The MLS SuperDraft got off to an intriguing start on Friday, with three of the top four picks turning out to be forwards, and two of those picks being made after teams traded significant assets to acquire them.
Minnesota United started the day off by taking Abu Danladi with the first overall pick, then New York City FC and the Portland Timbers both traded up into the third and fourth picks, respectively, taking Jonathan Lewis and Jeremy Ebobisse to make the top end of the draft very attack-heavy.
NYCFC acquired the third pick from the Chicago Fire for $250,000 in allocation money — the first-ever trade we’ve been given official word on the allocation money value thanks to a new MLS rule put in effect on Friday — to acquire Lewis. The former Akron striker opened a lot of eyes at the recent draft combine, and plays with a slick style up top coupled with smart, heads-up play not often seen from a forward of his age. $250,000 may not sound like a lot of money in the wider soccer stage, but in MLS that’s quite a lot of allocation money that teams could use on a few different players to help their salary cap, so that’s a huge chunk of resources that New York just used to go and get Lewis.
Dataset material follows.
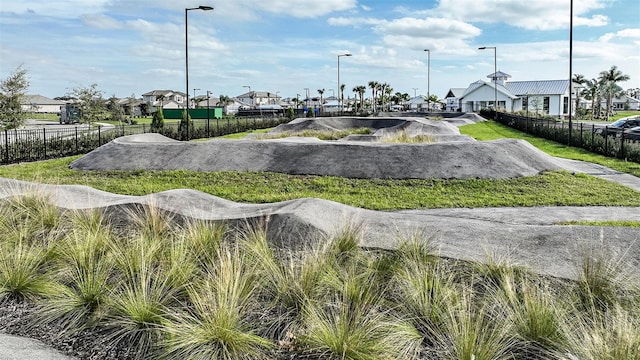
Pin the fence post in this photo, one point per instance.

Portland didn’t give up as much allocation money to get Ebobisse, but the $100,000 they sent to the Houston Dynamo is still a notable amount of financial resources, and they also gave up roster flexibility in the form of an international player slot to acquire the fourth overall pick. That said, many will feel that Ebobisse is worth the cost — he was projected as the first overall pick by many outlets, and the ex-Duke forward’s tremendous talents represent a huge value where Portland got him. Ebobisse also already has some professional experience with the Charleston Battery of the USL. The Timbers needed to add depth, youth, and talent up top in a bad way this winter, and Ebobisse gives them that in spades.
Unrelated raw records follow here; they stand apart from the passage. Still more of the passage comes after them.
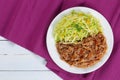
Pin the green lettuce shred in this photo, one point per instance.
(75, 26)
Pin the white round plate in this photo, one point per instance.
(107, 31)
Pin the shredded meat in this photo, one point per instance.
(84, 53)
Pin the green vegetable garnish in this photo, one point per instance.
(75, 26)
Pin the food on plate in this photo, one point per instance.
(79, 39)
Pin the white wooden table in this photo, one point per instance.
(17, 63)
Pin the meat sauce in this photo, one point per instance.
(85, 53)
Minnesota may not have spent huge resources to get Danladi, but if rumors from earlier in the day are to be believed, they did turn down the chance to acquire significant assets to make him their first-ever draft pick as an MLS franchise. There was significant talk early on Friday that Minnesota were in position to make a trade out of the first selection with picks and a lot of allocation money coming their way, but instead they elected to stay put and take one of the biggest wild cards in the draft in Danladi. Nearly everyone agrees that he’s the biggest talent in the 2017 draft, but injuries and some inconsistencies at UCLA left some wondering if he should go first overall or in the fifth-to-10th range because of the questions as to how sure it is that he can reach his potential.
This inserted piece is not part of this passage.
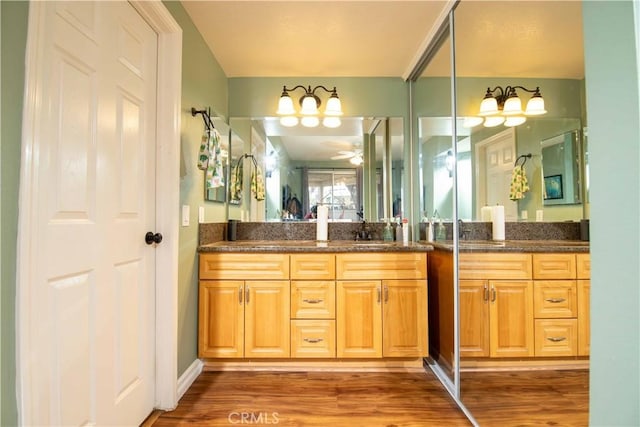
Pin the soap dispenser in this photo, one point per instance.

None of these three players are guarantees, and it’s entirely possible that all three teams ultimately regret their decisions to give up the assets that they did to get these players. But when you look at the talents they acquired, the sheer upside that Danladi, Ebobisse and Lewis bring to the table, you can definitely understand why these teams decided to roll the dice. We very often see MLS teams play a more conservative game when it comes to the draft, so seeing this kind of risk-taking is a refreshing change of pace, and perhaps a sign of wider change in the league.